As the letter to the Hebrews reminds us: “Faith is the assurance of things hoped for, the conviction of things unseen.” (Heb.11.1). Faith is neither the possession of the goal nor certainty based on things that are evident. As in Abraham’s case it is obedience to God’s call, trust to set out and continue on the journey without knowing where he was going, relying solely on the fidelity of God making the promise.
Ultimately faith is about trust. Can I trust the promises of God? Faith maybe is not too demanding when things are going well. We may feel that God is blessing us for our efforts. But then in times of crisis doubts, even great doubts may arise. Anyone whoever lived has had to face these doubts, even Jesus and Mary as well as all the great saints. In the Garden of Gethsemene Jesus had doubts about his ability as a human being like us to be faithful to the end when the time for his terrible suffering came to pass. And especially on the cross he cried out: “My God, my God, why have you forsaken me.” He was asked to place his total trust in God not knowing what would happen. The answer came only after his death when God raised him from the dead.
Recently on television a woman was shown holding the dead body of her son who had been the victim of a car bomb attack by terrorists. It was obvious that her son was just a passer-by, an innocent victim when the bomb went off. And all one could hear her saying was “Why. Why, why? He was a good man who tried to live a good life. Why this?” Of course there was no simple answer. Was it not the same for Mary the mother of Jesus as she stood at the foot of the cross seeing her Son being crucified and suffering a terribly painful slow death. Could she not have said the exact same words as the other woman did? Yet her faith helped her to outstare suffering and death and to trust that God would sustain her then even though she had no answer as to the why of it all.
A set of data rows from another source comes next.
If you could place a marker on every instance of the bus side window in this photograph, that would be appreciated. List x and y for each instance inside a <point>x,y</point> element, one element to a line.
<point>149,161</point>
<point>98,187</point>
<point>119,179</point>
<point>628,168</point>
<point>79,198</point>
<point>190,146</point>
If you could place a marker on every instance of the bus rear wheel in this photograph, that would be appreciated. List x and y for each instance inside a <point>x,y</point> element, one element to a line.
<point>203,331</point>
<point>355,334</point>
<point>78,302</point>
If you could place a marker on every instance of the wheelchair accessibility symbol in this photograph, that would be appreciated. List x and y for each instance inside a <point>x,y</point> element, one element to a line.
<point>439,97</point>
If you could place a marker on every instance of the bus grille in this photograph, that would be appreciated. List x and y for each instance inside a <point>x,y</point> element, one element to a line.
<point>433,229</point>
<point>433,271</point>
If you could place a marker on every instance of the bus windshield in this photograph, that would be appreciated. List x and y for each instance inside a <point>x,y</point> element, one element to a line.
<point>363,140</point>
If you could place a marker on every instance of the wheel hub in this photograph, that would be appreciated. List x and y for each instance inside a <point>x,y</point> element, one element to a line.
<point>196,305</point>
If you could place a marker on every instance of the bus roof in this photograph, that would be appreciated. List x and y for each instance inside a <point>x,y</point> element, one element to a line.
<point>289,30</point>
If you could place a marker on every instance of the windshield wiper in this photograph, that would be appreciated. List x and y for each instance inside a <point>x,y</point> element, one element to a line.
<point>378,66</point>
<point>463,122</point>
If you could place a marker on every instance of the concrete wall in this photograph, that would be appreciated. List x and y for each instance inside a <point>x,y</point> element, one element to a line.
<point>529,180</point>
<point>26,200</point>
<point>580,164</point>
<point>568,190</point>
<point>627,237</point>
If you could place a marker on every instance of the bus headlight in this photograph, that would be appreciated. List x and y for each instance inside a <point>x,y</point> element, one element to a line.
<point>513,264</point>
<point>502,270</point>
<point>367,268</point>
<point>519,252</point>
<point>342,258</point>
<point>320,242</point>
If we are honest we have to admit that there are no easy answers. What is asked of us at such difficult and demanding times is to pray very hard that we will stay faithful and continue to trust that God will be faithful in giving us courage and perseverance to continue to believe and trust that he cares for us.
Faith in God’s promises, in his kingdom, implies a commitment to take responsibility for history so that we can make our little contribution to making the world a better place. Knowing the will of God gives us greater responsibility to the Lord. “From everyone to whom much has been given, much will be required (v.48 of today’s gospel). The danger is to forget that we are on a journey and await the master’s return. Whilst we are on the journey, fidelity and trust are asked of us. In our present difficult times when so much is working against our faith we must not lose sight of the promises. Because they come from our loving God they carry the assurance of their realisation and fulfillment and so strengthen our hope.
We base our confidence on Jesus’ words at the beginning of today’s gospel: “There is no need to be afraid little flock, for it has pleased your Father to give you the kingdom”
“Lord Jesus help to believe totally that you are our treasure, an inexhaustible treasure in heaven that no thief can reach nor moth destroy. Give us a great increase of faith and trust in you that especially in dark and difficult times we will be faithful to you and to your promises. Amen.”